Colorful Vegetable Fajitas 
AllRecipes.com & Betty Crocker 

Submitted by: Jessie 

Prep Time: 20 Minutes 
Cook Time: 10 Minutes 
Ready In: 30 Minutes 
Makes 4 servings 

These tortillas are a favorite weekday meal of mine. You may add jalapeno peppers or super hot salsa in this recipe if you like your food fiery hot. 

Ingredients 
8 (8 inch) flour tortillas 
2 tablespoons vegetable oil 
1 red onion, thinly sliced 
1 green bell pepper, sliced 
1 julienned red bell pepper 
1 teaspoon minced garlic 
1 yellow squash, halved and sliced into strips 
1/2 cup salsa 
1 teaspoon ground cumin 
1/2 teaspoon salt 
1 cup shredded Monterey Jack cheese 
1/4 cup chopped fresh cilantro 

1. Wrap tortillas in aluminum foil, and place in oven. Turn heat to 350 degrees F (175 degrees C). Bake for 15 minutes, or until thoroughly heated. 
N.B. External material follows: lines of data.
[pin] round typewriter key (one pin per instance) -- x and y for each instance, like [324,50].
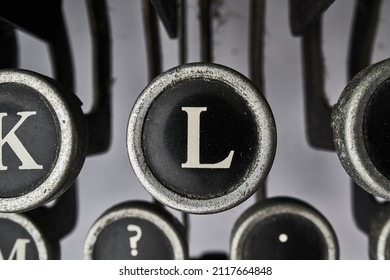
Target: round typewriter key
[379,237]
[21,239]
[361,123]
[201,138]
[42,140]
[135,231]
[283,228]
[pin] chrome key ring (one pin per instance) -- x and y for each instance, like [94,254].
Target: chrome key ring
[262,117]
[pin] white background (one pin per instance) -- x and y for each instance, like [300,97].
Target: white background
[298,171]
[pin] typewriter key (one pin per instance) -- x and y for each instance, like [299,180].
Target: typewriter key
[42,140]
[379,235]
[283,228]
[136,231]
[361,129]
[22,239]
[201,138]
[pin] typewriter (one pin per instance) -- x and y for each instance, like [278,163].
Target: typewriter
[194,129]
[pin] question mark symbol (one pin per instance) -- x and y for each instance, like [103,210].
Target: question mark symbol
[134,239]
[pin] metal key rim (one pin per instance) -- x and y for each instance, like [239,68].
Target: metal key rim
[35,233]
[347,123]
[69,153]
[276,206]
[134,211]
[263,117]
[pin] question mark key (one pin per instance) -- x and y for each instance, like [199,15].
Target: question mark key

2. In a 10 inch skillet, heat oil over medium high heat. Add onions, red and green peppers, and garlic; stir to coat with oil. Cover, reduce heat to medium, and cook for 5 minutes. Stir squash into vegetables. Stir in salsa, cumin, and salt. Cover, and cook for 5 minutes. 

3. Spoon vegetable mixture evenly down the centers of warm tortillas, and sprinkle with cheese and cilantro. Roll up tortillas, and serve.


----------